Kenya: PMI inches up in December
The Purchasing Managers’ Index (PMI)—produced by IHS Markit and Stanbic Bank Kenya—inched up to 51.4 in December, from November’s five-month low of 51.3. As such, the index moved slightly further above the 50-threshold, reflecting that operating conditions in the Kenyan private sector improved only modestly in December.
December’s modest improvement was largely due to quicker growth in new orders, supported by loosened Covid-19 restrictions. Employment levels grew for a third month running supporting the mild increase in output—which grew at the softest pace in six months—although the job creation rate was only marginal. On the price front, input prices rose at the quickest pace since March as a consequence of global supply chain disruptions brought about by the pandemic and input shortages. While some firms passed the higher costs to customers, others opted to offer discounts to attract new clients, prompting output prices to fall for the second month running. Lastly, the outlook for business activity fell below November’s reading in December, thus marking a new record low in December, as firms worry about the impact of the pandemic on future activity.

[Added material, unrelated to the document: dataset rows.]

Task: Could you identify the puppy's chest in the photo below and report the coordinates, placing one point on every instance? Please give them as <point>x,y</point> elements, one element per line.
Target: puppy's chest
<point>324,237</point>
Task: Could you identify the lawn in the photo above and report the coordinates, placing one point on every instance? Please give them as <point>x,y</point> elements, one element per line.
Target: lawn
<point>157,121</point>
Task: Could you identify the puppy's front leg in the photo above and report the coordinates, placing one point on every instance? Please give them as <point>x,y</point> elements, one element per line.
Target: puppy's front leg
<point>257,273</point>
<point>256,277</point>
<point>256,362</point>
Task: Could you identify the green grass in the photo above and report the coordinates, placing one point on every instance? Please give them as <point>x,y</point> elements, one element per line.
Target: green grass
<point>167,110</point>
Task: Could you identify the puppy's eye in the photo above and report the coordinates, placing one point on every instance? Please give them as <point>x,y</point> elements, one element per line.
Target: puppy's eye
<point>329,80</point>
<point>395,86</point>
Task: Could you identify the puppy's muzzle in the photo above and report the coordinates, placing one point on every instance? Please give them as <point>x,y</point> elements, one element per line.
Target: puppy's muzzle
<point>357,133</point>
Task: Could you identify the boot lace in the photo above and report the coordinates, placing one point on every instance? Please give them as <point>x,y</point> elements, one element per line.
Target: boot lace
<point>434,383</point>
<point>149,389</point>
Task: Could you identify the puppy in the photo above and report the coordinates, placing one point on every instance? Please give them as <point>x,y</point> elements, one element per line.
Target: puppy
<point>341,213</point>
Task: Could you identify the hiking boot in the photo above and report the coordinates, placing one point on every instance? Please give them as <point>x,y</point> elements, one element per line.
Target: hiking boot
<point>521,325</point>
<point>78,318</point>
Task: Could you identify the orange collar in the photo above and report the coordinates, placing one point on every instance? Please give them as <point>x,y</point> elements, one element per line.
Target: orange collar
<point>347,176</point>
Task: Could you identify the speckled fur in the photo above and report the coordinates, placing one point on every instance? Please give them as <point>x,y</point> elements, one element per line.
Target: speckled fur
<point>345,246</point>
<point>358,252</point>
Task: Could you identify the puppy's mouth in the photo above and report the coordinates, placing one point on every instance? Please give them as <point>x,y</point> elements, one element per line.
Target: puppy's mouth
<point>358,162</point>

Commenting on the result and on the outlook, Kuria Kamau, fixed income and currency strategist at Stanbic Bank, noted:
“The modest month-on-month improvement in the Stanbic PMI indicates that the pace of the post pandemic recovery is slowing down. […] This slowdown was inevitable following the significant improvements in economic activity witnessed in October after the relaxation of public health restrictions. Furthermore, a resurgence in Covid-19 cases as well as the re-introduction of lockdowns in some international markets has lowered expectations for the post pandemic recovery in 2021.”